David K. Byers, MD, of the National Naval Medical Center in Bethesda, Maryland, and his colleagues conducted a cohort evaluation to determine the incidence of pulmonary hypertension in asymptomatic HIV-positive patients receiving ARV therapy. All patients enrolled were between 18 and 50 years of age, with no known intravenous drug use, and free of various heart ailments that can cause secondary pulmonary hypertension.

Ninety-one patients were evaluated, five (5.5 percent) of whom were diagnosed with pulmonary hypertension—a rate that is significantly higher than that seen in the general population. In the United States, fewer than one in 1 million people are diagnosed with primary pulmonary hypertension every year, for a total of 300 new cases documented annually.

The five cases of pulmonary hypertension were generally asymptomatic—symptoms such as shortness of breath, fatigue, fainting, chest pain and racing pulse were not reported—and tended to be mild in severity.

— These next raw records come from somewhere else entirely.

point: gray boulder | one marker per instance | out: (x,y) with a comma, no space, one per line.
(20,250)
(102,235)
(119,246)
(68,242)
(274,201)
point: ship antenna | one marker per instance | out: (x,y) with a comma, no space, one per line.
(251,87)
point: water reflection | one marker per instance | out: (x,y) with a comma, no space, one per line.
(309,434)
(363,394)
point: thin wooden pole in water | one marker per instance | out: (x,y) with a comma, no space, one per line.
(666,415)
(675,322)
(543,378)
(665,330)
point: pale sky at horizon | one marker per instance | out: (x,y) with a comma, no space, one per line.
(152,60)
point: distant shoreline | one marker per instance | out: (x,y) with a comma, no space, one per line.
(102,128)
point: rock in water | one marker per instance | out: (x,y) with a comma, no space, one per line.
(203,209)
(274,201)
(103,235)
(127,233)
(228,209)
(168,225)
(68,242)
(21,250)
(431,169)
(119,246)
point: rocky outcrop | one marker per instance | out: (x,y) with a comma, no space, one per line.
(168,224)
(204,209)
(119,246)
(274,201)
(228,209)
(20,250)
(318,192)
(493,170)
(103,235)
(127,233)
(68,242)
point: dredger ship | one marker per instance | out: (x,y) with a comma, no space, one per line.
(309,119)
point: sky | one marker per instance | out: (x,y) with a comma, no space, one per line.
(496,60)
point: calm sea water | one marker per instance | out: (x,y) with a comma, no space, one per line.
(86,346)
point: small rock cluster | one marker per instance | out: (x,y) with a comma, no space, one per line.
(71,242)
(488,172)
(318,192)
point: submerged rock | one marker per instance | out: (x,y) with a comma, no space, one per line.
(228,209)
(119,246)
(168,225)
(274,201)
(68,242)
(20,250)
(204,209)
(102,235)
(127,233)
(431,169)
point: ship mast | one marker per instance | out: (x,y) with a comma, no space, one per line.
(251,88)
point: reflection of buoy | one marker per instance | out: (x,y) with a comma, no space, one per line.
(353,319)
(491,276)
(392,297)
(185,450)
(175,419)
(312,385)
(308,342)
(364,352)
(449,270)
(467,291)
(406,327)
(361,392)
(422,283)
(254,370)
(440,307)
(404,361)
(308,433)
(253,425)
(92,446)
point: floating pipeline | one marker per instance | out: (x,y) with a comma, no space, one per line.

New cases of pulmonary hypertension documented in the study primarily involved young men who were responding well to ARV therapy. The average age at the time of diagnosis in the study was 36 years, the average viral load was 25 copies, and the average CD4 count was 623 cells. In fact, pulmonary hypertension cases were somewhat younger and generally had lower viral loads and higher CD4 counts than those in the study without pulmonary hypertension. In turn, the researchers were unable to find any direct associations between particular HIV-related issues and the risk of pulmonary hypertension.